I have a question for my readers. How many of you have been so moved by a Passover experience that something inside of you changed?
I ask this because over the years, I've heard rabbi after rabbi talk about the transformative power of the Passover holiday -- how in the retelling of the defining story of the Jewish people, there is a treasure trove of learning that can transform us.
So I want to know, is it working? And if not, are there things we can do to make the rabbis' wish for personal transformation come true?
For those of you who answered yes to the first question, I'm curious to know how Passover changed something in you. What did you do or see or hear that made this happen? Feel free to e-mail me your answers, and I might include them in a future column.
For the rest of you, welcome to the club.
This is the club of people who enjoy their Passover experience -- sometimes intensely -- but who are not moved in any meaningful or lasting way. Why is that? If you ask me, I think a lot of it has to do with the noise.
Passover has become one very noisy holiday.
Many of us run around for weeks frantically getting ready for the holiday. The list of special "kosher for Passover" items that wind through the shopping cart demolition derby at Pico Glatt is mind-numbing. The hunt for chametz, which has become a major spring-cleaning event, can be exhausting.
For many others, the new thing is to avoid the hassle and take off on a kosher Passover cruise or to some other fancy destination, and make the whole thing a fun-filled family vacation.
Even in the non-Jewish world, Passover is getting more visible every year, with celebrity chefs featuring their olive oil matzahs in The Los Angeles Times, and interfaith seders being held in black churches of the inner city.
With all this high-profile ballyhoo surrounding the holiday, is it any wonder that many seders have become rowdy happenings -- full of grand statements and stories about slavery and universal freedom, but devoid of any deep, personal and spiritual meaning?
In this loud, new world, what can we do to add some deeper meaning to our Passover experience?
One of the best insights I've heard on this subject is that to get the most out of any religious experience, you have to marry two things: the ritual and the spiritual.
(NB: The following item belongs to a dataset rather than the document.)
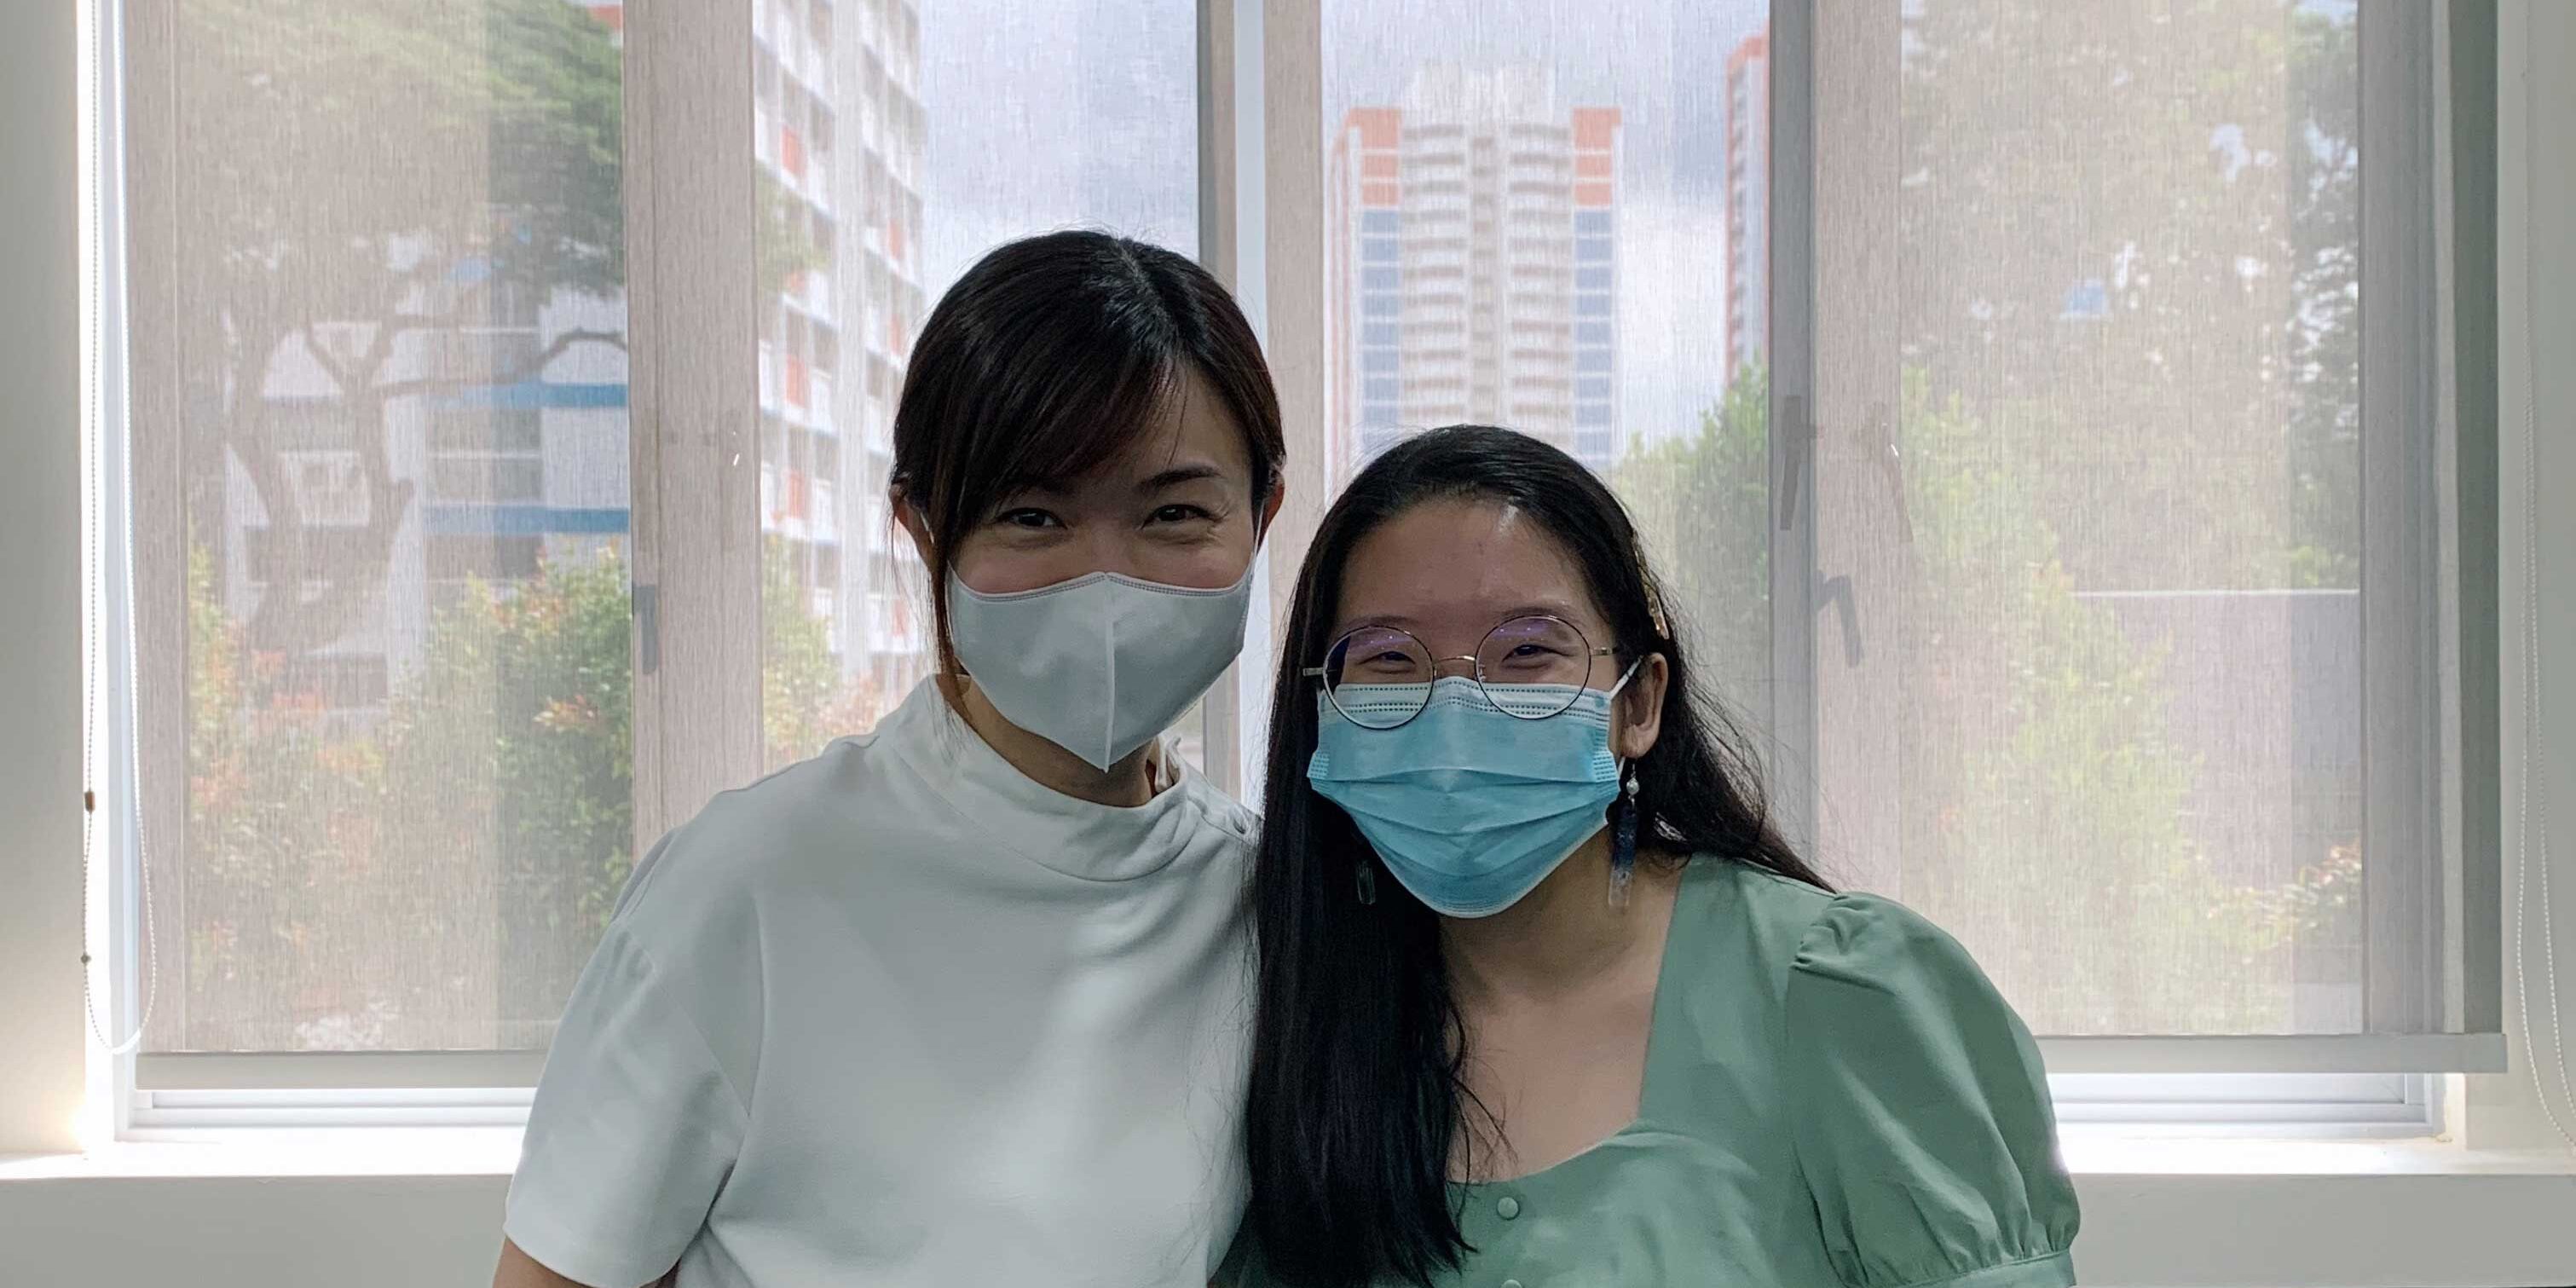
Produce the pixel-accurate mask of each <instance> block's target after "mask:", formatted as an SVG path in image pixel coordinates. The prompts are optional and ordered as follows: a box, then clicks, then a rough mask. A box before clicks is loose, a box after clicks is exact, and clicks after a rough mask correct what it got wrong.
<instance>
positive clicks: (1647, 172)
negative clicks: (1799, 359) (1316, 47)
mask: <svg viewBox="0 0 2576 1288" xmlns="http://www.w3.org/2000/svg"><path fill="white" fill-rule="evenodd" d="M1193 21H1195V5H1193V3H1190V0H927V3H925V5H922V106H925V111H927V118H930V139H927V157H925V170H927V173H925V191H922V204H925V211H922V222H925V224H927V227H925V229H922V232H925V270H927V281H925V286H927V289H930V291H933V296H935V294H938V291H943V289H945V286H948V283H951V281H956V276H958V273H963V270H966V265H971V263H974V258H976V255H981V252H984V250H989V247H992V245H997V242H1005V240H1010V237H1020V234H1028V232H1041V229H1054V227H1069V224H1087V227H1108V229H1115V232H1126V234H1133V237H1146V240H1154V242H1162V245H1170V247H1175V250H1185V252H1195V242H1198V211H1195V198H1198V142H1195V129H1198V116H1195V33H1193ZM1765 21H1767V3H1762V0H1584V3H1556V0H1499V3H1494V0H1486V3H1468V0H1327V3H1324V118H1319V121H1316V131H1324V129H1327V121H1340V118H1342V113H1345V111H1347V108H1352V106H1373V103H1396V100H1401V95H1404V85H1406V80H1409V77H1412V72H1414V67H1419V64H1425V62H1453V64H1463V67H1471V70H1494V67H1512V64H1538V67H1548V70H1551V72H1553V77H1556V103H1558V108H1561V111H1571V108H1577V106H1615V108H1620V111H1623V126H1625V129H1623V139H1620V144H1623V165H1625V170H1623V173H1620V193H1618V198H1620V250H1618V252H1620V417H1623V420H1625V422H1628V428H1631V433H1633V435H1643V438H1654V435H1667V433H1685V430H1690V428H1695V425H1698V412H1700V410H1703V407H1710V404H1713V402H1716V399H1718V392H1721V386H1723V366H1726V363H1723V340H1726V335H1723V330H1726V322H1723V317H1726V307H1723V301H1726V219H1723V191H1721V175H1723V139H1726V121H1723V93H1726V54H1728V52H1731V49H1734V46H1736V41H1741V39H1744V36H1747V33H1754V31H1759V28H1762V26H1765Z"/></svg>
Take, for example, the ritual of cleaning out the chametz from our house. It's easy to get so caught up in this physical ritual that we forget it has a spiritual component that can transform our lives: We should worry about cleaning out our own chametz, and not go prying into our neighbors'. In other words, we ought to work on ourselves before criticizing others.
Can you imagine if everyone who searched for chametz in their homes also followed this spiritual lesson in their personal lives? Could the Jewish people handle all that absence of gossip?
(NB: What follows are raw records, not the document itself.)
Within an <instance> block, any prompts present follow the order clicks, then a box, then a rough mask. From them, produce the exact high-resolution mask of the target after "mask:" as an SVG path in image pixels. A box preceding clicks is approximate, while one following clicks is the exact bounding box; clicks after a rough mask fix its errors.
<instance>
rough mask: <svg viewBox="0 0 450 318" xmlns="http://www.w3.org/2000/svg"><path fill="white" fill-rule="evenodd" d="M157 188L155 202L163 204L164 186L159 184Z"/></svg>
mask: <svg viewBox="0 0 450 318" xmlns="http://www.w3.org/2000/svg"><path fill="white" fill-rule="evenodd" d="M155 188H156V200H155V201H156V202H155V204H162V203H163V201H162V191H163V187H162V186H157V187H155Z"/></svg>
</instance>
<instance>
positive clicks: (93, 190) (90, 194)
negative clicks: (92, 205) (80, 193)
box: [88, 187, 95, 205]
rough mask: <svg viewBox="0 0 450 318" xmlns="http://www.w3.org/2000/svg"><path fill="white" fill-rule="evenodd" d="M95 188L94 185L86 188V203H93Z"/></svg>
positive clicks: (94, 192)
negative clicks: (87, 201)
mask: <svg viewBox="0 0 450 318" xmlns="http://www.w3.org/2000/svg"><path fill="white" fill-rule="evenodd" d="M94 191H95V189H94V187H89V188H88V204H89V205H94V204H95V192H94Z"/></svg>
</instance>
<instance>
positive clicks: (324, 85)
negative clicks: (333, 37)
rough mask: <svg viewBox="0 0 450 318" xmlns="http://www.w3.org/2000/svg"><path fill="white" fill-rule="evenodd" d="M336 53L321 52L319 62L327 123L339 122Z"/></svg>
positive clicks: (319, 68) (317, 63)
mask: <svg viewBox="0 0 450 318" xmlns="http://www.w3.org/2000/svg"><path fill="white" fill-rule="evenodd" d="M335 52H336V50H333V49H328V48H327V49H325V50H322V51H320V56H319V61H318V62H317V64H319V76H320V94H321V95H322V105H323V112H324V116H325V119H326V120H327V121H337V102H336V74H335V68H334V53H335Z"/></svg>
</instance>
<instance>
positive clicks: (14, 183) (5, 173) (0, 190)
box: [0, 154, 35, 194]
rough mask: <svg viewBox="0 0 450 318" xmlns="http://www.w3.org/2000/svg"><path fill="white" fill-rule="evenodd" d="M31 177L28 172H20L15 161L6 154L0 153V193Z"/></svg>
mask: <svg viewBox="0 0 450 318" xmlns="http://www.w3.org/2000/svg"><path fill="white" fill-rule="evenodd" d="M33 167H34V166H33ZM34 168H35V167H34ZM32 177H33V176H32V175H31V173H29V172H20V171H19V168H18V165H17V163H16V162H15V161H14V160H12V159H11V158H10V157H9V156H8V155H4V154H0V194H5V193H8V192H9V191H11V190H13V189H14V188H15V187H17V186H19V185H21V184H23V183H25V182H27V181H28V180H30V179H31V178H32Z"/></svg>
The thing is, these spiritual lessons are fragile and abstract; they don't do well on their own. They need the solid, physical rituals to contain and carry them. Precisely while we are doing these physical rituals is when we have the perfect mindset to absorb their spiritual lessons.
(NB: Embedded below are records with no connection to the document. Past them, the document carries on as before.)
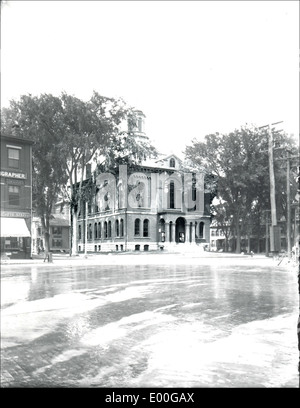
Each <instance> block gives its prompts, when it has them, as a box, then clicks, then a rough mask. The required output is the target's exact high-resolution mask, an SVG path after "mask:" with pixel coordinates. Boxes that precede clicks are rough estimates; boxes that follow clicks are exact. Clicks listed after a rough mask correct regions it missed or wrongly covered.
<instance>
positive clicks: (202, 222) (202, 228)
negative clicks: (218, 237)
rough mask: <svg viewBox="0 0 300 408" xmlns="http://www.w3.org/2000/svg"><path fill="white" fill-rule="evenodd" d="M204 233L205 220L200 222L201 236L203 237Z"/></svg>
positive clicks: (199, 232)
mask: <svg viewBox="0 0 300 408" xmlns="http://www.w3.org/2000/svg"><path fill="white" fill-rule="evenodd" d="M203 234H204V222H200V224H199V238H203Z"/></svg>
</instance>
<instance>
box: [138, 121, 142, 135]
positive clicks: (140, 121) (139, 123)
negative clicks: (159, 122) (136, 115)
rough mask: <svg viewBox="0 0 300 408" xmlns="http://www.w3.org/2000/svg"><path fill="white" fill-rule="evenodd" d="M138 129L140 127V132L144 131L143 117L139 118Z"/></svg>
mask: <svg viewBox="0 0 300 408" xmlns="http://www.w3.org/2000/svg"><path fill="white" fill-rule="evenodd" d="M138 129H139V132H142V131H143V119H142V118H138Z"/></svg>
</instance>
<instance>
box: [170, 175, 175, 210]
mask: <svg viewBox="0 0 300 408" xmlns="http://www.w3.org/2000/svg"><path fill="white" fill-rule="evenodd" d="M170 208H175V185H174V181H171V182H170Z"/></svg>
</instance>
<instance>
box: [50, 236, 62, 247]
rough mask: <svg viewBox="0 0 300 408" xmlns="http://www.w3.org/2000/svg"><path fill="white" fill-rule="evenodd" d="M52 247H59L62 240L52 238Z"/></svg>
mask: <svg viewBox="0 0 300 408" xmlns="http://www.w3.org/2000/svg"><path fill="white" fill-rule="evenodd" d="M52 247H53V248H61V247H62V240H61V239H54V238H53V239H52Z"/></svg>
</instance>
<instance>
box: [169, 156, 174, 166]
mask: <svg viewBox="0 0 300 408" xmlns="http://www.w3.org/2000/svg"><path fill="white" fill-rule="evenodd" d="M170 167H175V159H174V158H173V157H172V159H170Z"/></svg>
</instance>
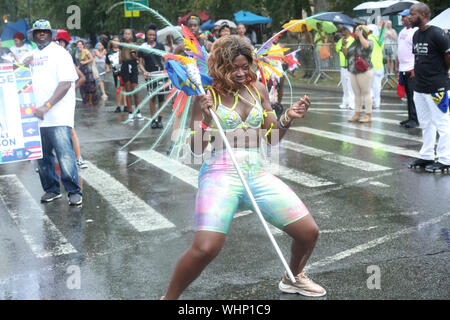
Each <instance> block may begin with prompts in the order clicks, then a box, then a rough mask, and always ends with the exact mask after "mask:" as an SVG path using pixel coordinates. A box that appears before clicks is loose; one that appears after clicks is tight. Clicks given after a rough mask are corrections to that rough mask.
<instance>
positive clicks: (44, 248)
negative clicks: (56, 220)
mask: <svg viewBox="0 0 450 320" xmlns="http://www.w3.org/2000/svg"><path fill="white" fill-rule="evenodd" d="M0 200H1V201H2V203H3V204H4V206H5V207H6V209H7V211H8V213H9V214H10V216H11V218H12V220H13V221H14V223H15V224H16V225H17V227H18V228H19V231H20V233H21V234H22V235H23V237H24V239H25V242H26V243H27V244H28V246H29V247H30V249H31V251H32V252H33V253H34V255H35V256H36V257H37V258H46V257H51V256H61V255H66V254H71V253H76V252H77V250H75V248H74V247H73V246H72V245H71V244H70V243H69V242H68V241H67V239H66V238H65V237H64V236H63V235H62V234H61V232H60V231H59V230H58V229H57V228H56V226H55V225H54V224H53V222H52V221H51V220H50V218H49V217H48V216H47V215H46V214H45V213H44V211H43V210H42V209H41V207H40V206H39V204H38V203H36V201H35V200H34V199H33V197H32V196H31V194H30V193H29V192H28V190H27V189H26V188H25V187H24V185H23V184H22V183H21V182H20V180H19V179H18V178H17V176H16V175H5V176H0ZM50 247H51V248H50Z"/></svg>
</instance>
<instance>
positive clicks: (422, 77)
mask: <svg viewBox="0 0 450 320" xmlns="http://www.w3.org/2000/svg"><path fill="white" fill-rule="evenodd" d="M429 20H430V9H429V8H428V6H427V5H426V4H424V3H417V4H415V5H413V6H412V7H411V8H410V15H409V21H410V23H411V26H412V27H418V28H419V29H418V30H417V31H416V32H415V33H414V35H413V52H414V71H413V73H412V77H413V79H414V78H415V84H414V104H415V106H416V111H417V117H418V119H419V123H420V127H421V128H422V141H423V144H422V148H421V149H420V158H419V159H416V160H414V161H413V162H411V163H410V164H409V167H410V168H416V167H422V168H423V167H425V171H427V172H434V171H436V170H438V171H444V170H449V169H450V116H449V112H450V111H449V94H448V90H449V89H450V79H449V77H448V69H449V68H450V40H449V38H448V37H446V36H445V34H444V31H443V30H442V29H441V28H439V27H435V26H430V25H428V21H429ZM436 131H437V132H438V133H439V142H438V145H437V148H436V157H437V161H436V162H435V161H434V160H435V153H434V148H435V143H436Z"/></svg>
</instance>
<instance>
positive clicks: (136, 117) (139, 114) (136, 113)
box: [136, 112, 144, 121]
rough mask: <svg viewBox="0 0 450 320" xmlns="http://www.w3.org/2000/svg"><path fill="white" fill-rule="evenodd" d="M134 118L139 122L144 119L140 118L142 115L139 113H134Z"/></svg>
mask: <svg viewBox="0 0 450 320" xmlns="http://www.w3.org/2000/svg"><path fill="white" fill-rule="evenodd" d="M136 118H137V119H138V120H139V121H142V120H144V117H143V116H142V114H141V113H140V112H138V113H136Z"/></svg>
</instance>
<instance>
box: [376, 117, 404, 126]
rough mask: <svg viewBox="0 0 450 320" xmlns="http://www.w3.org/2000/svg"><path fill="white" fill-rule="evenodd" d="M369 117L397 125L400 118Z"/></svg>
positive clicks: (376, 119) (376, 120) (382, 121)
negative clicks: (389, 118)
mask: <svg viewBox="0 0 450 320" xmlns="http://www.w3.org/2000/svg"><path fill="white" fill-rule="evenodd" d="M371 119H372V121H377V122H383V123H389V124H396V125H398V126H399V125H400V120H392V119H386V118H380V117H372V118H371Z"/></svg>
My favorite ritual-spiritual connection on Passover has to do with the afikomen. Here, the ritual is for parents to hide this special piece of matzah and to reward their children when they find it.
The spiritual component to this ritual goes like this. Our parents make a lot of mistakes when they raise us. But deep inside their love for us is a wisdom they are yearning to teach us, but often don't know how. The afikoman is that wisdom. When we search for it, we are searching for the wisdom that our parents desperately want to teach us -- a wisdom so powerful that it applies equally to all four sons.
Our reward comes when we find that wisdom.
The essential idea here is that every Jewish ritual is like a jewelry box that contains spiritual gems. It's up to us to discover these gems, and Passover, with its rich tradition and abundance of rituals, is an ideal time to begin that search.
Of course, it's hard to look for spiritual gems when we are drowning in noise. That's why this Passover, I'd love to see us add a little silence to our celebrations, especially to our seders.
Silence doesn't mean not speaking; it means creating an atmosphere that is conducive to a deeper and more meaningful seder -- even if that means a little time-out on family gossip and Israeli politics.
It means not just telling our story, but feeling it.
Silence means that we savor every matzah, pay attention to every guest, listen to every kid, hear every story, feel every blessing, absorb every moment.
In that atmosphere, we can better feel the spiritual sparks emanating from our rituals, and we can see how a little thing like the afikomen can hold a lesson that can transform our lives.
And as we all know, when we do things like transform our lives, we make our rabbis very happy.